Nur eine Stimme fehlte am Freitag im Landtag für eine religiöse Präambel – Widerstand kam vor allem von der FDP und den Piraten.

Die schleswig-holsteinische Landesverfassung stellt auch in Zukunft keinen Bezug zu Gott her. Eine entsprechende überparteiliche Initiative verfehlte am Freitag im Landtag denkbar knapp die notwendige Zwei-Drittel-Mehrheit. Nach einer anderthalbstündigen kontroversen Debatte stimmten 45 Abgeordete für den Antrag – für eine Verfassungsänderung wäre eine Stimme mehr erforderlich gewesen.
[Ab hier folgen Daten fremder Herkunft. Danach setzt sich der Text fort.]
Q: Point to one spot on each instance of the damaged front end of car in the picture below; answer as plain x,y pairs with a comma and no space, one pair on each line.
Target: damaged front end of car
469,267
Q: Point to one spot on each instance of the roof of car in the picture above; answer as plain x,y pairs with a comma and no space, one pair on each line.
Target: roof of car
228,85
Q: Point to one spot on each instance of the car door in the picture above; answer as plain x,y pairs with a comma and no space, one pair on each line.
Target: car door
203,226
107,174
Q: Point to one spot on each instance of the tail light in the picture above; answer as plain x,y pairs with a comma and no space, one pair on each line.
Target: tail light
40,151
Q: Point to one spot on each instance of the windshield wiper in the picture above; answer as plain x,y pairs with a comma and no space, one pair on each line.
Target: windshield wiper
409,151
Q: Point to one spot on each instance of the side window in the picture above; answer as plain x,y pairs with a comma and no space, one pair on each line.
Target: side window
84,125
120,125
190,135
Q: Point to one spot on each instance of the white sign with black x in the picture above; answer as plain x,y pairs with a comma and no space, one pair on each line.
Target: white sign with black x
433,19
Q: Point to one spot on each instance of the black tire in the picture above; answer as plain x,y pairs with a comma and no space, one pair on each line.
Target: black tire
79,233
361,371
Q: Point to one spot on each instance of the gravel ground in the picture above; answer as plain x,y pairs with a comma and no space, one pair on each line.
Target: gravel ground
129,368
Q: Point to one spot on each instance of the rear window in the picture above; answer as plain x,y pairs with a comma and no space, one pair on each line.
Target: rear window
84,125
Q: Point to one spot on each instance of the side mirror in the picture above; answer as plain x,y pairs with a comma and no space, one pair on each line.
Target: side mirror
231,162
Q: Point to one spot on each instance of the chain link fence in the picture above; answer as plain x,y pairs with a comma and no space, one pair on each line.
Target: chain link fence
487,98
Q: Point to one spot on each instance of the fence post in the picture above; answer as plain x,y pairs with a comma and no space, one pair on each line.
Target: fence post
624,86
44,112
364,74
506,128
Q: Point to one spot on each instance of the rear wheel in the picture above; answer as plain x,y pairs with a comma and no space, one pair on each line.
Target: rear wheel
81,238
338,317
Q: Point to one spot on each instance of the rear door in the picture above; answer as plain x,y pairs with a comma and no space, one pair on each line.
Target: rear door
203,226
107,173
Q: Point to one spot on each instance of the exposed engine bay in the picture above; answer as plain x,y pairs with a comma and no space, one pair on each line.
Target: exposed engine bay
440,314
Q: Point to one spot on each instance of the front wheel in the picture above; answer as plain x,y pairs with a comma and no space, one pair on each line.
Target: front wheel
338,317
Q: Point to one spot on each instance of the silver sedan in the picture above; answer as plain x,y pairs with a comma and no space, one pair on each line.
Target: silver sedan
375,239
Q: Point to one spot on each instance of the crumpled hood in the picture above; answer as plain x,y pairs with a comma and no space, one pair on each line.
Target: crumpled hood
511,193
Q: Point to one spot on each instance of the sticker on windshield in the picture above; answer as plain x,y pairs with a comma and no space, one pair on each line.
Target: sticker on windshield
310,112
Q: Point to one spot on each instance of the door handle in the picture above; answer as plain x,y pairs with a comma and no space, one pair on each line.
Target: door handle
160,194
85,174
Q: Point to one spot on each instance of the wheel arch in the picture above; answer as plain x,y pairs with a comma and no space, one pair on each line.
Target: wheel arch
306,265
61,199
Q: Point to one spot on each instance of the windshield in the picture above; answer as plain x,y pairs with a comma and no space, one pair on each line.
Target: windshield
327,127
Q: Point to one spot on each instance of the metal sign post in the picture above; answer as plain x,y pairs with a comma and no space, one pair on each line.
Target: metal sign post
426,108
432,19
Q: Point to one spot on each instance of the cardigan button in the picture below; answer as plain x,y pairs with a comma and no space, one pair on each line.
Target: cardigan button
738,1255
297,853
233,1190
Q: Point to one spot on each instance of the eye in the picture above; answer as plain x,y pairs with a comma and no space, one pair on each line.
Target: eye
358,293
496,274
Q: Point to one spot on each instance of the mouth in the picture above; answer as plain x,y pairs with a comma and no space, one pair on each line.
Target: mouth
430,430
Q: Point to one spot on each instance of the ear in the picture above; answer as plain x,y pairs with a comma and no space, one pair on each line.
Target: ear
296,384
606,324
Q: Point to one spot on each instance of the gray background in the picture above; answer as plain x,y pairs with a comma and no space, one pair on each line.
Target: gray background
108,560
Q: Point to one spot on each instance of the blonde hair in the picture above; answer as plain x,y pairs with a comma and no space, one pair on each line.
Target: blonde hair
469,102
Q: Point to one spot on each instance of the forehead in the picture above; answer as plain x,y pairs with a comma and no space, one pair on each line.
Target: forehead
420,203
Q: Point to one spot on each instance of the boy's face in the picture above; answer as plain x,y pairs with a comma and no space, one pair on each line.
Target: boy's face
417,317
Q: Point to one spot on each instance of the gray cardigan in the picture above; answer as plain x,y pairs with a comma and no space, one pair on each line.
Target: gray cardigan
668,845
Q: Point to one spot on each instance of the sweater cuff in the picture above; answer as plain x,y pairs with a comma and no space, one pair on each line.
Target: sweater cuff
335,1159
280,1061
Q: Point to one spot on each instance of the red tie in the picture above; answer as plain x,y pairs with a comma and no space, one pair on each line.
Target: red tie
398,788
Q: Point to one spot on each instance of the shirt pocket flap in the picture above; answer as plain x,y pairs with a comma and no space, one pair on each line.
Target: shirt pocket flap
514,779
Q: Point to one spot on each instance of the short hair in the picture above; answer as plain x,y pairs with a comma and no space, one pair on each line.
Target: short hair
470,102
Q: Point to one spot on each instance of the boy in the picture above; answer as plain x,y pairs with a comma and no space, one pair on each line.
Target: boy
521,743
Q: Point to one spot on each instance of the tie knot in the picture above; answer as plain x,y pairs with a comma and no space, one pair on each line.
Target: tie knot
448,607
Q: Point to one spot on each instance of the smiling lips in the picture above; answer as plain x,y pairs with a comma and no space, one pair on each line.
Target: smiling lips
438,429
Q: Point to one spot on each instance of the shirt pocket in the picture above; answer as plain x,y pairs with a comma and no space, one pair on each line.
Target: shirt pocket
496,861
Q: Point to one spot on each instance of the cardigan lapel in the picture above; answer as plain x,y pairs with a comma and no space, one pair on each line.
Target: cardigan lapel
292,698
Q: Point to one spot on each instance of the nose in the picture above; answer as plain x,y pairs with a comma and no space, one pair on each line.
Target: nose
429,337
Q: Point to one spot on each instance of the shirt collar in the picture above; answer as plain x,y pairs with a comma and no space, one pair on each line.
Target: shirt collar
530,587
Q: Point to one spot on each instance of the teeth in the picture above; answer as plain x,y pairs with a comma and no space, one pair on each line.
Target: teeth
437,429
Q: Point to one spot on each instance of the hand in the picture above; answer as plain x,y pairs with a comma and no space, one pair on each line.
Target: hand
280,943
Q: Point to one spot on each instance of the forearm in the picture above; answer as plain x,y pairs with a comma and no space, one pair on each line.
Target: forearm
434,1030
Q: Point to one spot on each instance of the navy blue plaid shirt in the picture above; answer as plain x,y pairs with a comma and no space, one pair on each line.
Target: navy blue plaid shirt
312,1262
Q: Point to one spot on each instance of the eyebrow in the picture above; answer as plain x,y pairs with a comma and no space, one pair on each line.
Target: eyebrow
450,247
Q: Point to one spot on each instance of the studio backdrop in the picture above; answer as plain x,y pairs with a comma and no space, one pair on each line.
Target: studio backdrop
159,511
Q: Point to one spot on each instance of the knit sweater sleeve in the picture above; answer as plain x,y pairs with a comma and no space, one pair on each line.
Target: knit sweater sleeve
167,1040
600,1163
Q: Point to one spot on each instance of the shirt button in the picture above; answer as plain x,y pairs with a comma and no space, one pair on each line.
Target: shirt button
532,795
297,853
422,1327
Der Antrag war bereits eine Kompromissversion, in der es hieß, die Verfassung schöpfe "aus dem kulturellen, religiösen und humanistischen Erbe Europas und aus den Werten, die sich aus dem Glauben an Gott oder aus anderen Quellen ergeben". Zwei weitere Gesetzentwürfe hatten zuvor klar die erforderliche Zwei-Drittel-Mehrheit verfehlt. Eine Version mit direktem Gottesbezug erhielt 31 Stimmen, für eine Vorlage ohne Gottesbezug stimmten 37 Abgeordnete.

SPD-Fraktionschef Ralf Stegner warb für den Kompromiss

Für die Kompromissversion votierten alle 22 Abgeordneten der CDU, viele Ja-Stimmen gab es auch aus der SPD. Im Plenum hatte SPD-Fraktionschef Ralf Stegner für die Vorlage geworben, da sie Grundwerte wie Solidarität, Frieden, Toleranz und Menschenrechte enthalte. Diese Grundwerte seien "nicht beliebig, sondern welche, die wir alle teilen und die Terroristen ausschließt". Der Kompromissvorschlag enthalte die Möglichkeit, sich auf Gott zu beziehen, er fordere aber auch Toleranz ein.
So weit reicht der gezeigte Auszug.